Hierdurch wird dem Umstand Rechnung getragen, dass infolge Verwendung feuerbeständiger Baustoffe wesentliche Gebäudeteile nicht mehr in Brand geraten, Menschen und bedeutende Sachwerte aber durch Gase, die Hitzeentwicklung, Verrußungen oder Rauchentwicklung gefährdet werden können (BT-Drucks.13/8587, S.69; NJW 1998, 640).
Das der Brandlegung anhängige Element „ganz oder teilweise zerstört“ entstammt den §§ 305, 305a StGB. Demnach ist ein Objekt ganz zerstört, wenn es vernichtet ist oder seine bestimmungsgemäße Brauchbarkeit völlig verloren hat, teilweise zerstört, wenn einzelne, für den bestimmungsgemäßen Gebrauch des Objekts wesentliche Teile unbrauchbar geworden sind (Wessels/ Hettinger BT, Rn. 958).

3. Tatobjekte
Tatobjekt des § 306 I StGB können nur fremde Sachen sein, also solche, die nicht im Eigentum des Täters stehen. Willigt der Eigentümer hingegen in die Brandstiftung ein, so kann diese gerechtfertigt sein.
Die tauglichen Tatobjekte des § 306 I StGB werden in einem Katalog aufgeführt.
Es sind:
Gebäude:
Ein Gebäude ist ein mit dem Erdboden verbundenes, mit Wänden und Dach versehenes Bauwerk, auch der Rohbau und Fenster (BGHSt 6, 107).

Hütten:
Bei Hütten (Beispiele: Volksfest-Buden, Gartenlaube) sind die Anforderungen an Größe, Festigkeit und Dauerhaftigkeit geringer als bei einem Gebäude (RGSt 17, 179).

Betriebsstätten:
Betriebsstätten sind Einrichtungen, die als räumliche Zusammenfassung der Ausübung eines stehenden Betriebes dienen (Schönke/ Schröder § 325, Rn.4; Beispiel: Bergwerke).

Technische Einrichtungen:
Der Begriff der Technischen Einrichtung ist weiter gefasst als der in § 325 StGB verwendete Begriff.
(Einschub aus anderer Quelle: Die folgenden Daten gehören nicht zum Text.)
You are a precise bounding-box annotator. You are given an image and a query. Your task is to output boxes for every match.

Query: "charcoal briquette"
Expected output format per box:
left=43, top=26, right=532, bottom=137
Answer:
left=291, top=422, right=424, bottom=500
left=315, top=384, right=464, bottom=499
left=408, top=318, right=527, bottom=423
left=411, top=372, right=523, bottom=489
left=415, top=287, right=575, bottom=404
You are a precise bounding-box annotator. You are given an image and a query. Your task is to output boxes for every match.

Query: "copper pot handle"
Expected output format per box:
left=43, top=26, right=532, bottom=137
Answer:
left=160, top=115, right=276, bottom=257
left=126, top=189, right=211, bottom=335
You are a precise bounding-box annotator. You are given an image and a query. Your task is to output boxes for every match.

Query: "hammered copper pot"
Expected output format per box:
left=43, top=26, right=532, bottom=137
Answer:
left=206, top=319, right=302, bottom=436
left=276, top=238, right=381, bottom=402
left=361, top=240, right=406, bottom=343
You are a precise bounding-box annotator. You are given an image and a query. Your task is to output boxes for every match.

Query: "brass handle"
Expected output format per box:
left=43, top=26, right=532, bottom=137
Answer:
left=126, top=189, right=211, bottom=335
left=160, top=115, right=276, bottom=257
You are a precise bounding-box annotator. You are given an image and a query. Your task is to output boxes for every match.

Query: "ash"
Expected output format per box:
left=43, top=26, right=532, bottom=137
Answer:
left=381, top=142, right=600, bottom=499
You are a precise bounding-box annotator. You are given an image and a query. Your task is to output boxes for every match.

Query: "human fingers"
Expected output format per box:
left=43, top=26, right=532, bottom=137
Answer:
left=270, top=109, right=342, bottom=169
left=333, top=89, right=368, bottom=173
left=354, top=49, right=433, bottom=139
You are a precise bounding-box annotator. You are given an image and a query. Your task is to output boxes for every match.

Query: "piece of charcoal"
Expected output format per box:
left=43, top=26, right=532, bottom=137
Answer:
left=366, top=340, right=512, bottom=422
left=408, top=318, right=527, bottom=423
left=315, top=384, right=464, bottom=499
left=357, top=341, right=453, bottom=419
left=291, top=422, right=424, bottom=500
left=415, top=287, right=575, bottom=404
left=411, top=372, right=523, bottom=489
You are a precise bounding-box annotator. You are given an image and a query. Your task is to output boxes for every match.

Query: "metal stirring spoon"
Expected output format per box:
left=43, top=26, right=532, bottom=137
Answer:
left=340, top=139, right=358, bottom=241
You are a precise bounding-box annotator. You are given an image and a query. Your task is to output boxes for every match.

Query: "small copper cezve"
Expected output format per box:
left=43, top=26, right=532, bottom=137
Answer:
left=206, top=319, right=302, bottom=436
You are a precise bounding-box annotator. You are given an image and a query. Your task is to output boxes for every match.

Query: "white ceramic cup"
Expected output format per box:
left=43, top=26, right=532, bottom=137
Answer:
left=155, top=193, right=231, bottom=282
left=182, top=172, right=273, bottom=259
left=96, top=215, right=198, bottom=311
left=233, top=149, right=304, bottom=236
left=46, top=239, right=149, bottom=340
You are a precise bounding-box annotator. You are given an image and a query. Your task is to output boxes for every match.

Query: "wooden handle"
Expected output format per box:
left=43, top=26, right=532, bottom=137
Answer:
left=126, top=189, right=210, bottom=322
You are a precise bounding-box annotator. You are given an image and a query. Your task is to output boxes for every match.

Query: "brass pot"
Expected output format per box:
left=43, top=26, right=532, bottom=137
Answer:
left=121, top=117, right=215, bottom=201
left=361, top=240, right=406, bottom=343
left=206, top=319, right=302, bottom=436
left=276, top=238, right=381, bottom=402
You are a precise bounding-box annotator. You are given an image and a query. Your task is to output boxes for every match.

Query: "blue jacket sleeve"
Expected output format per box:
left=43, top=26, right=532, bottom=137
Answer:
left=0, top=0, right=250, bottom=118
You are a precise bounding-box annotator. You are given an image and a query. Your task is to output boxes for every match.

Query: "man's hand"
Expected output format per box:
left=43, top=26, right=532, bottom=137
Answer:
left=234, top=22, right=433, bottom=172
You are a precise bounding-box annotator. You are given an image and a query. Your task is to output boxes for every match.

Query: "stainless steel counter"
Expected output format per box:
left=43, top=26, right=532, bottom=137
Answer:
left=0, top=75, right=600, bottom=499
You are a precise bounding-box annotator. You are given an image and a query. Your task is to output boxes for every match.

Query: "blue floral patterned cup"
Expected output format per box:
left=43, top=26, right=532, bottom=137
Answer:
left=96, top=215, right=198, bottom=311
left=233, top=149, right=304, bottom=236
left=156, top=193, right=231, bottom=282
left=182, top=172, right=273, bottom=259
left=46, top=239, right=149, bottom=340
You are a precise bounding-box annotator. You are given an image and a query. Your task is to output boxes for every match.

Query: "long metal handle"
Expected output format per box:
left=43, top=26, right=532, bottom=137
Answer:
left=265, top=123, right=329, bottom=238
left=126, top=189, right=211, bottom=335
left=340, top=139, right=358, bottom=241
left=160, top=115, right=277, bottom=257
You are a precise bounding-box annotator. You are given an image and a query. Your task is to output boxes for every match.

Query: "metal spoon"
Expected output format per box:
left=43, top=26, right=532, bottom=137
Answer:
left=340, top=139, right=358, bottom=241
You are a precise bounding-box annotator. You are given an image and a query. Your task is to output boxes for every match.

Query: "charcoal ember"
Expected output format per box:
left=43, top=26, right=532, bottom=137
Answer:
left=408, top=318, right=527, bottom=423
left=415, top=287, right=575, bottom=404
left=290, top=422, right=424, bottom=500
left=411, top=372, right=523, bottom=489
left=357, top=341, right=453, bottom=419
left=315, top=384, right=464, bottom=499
Er umfasst neben Maschinen (=bewegliche Anlage) zum Beispiel auch Geräte, Fahrzeuge, Kühleinrichtungen, Heizungen und Laboratorien innerhalb einer Anlage (Tröndle).

Warenlager oder –vorräte:
Warenlager werden Klausuren aller Voraussicht nach auch als solche Bezeichnet werden. Eine nähere Definition ist daher nicht nötig.
Warenvorräte sind Gegenstände von größerer Menge, die zum Zwecke künftiger Verwendung vereinigt sind und einen gewissen Wert besitzen (Schönke/ Schröder § 306).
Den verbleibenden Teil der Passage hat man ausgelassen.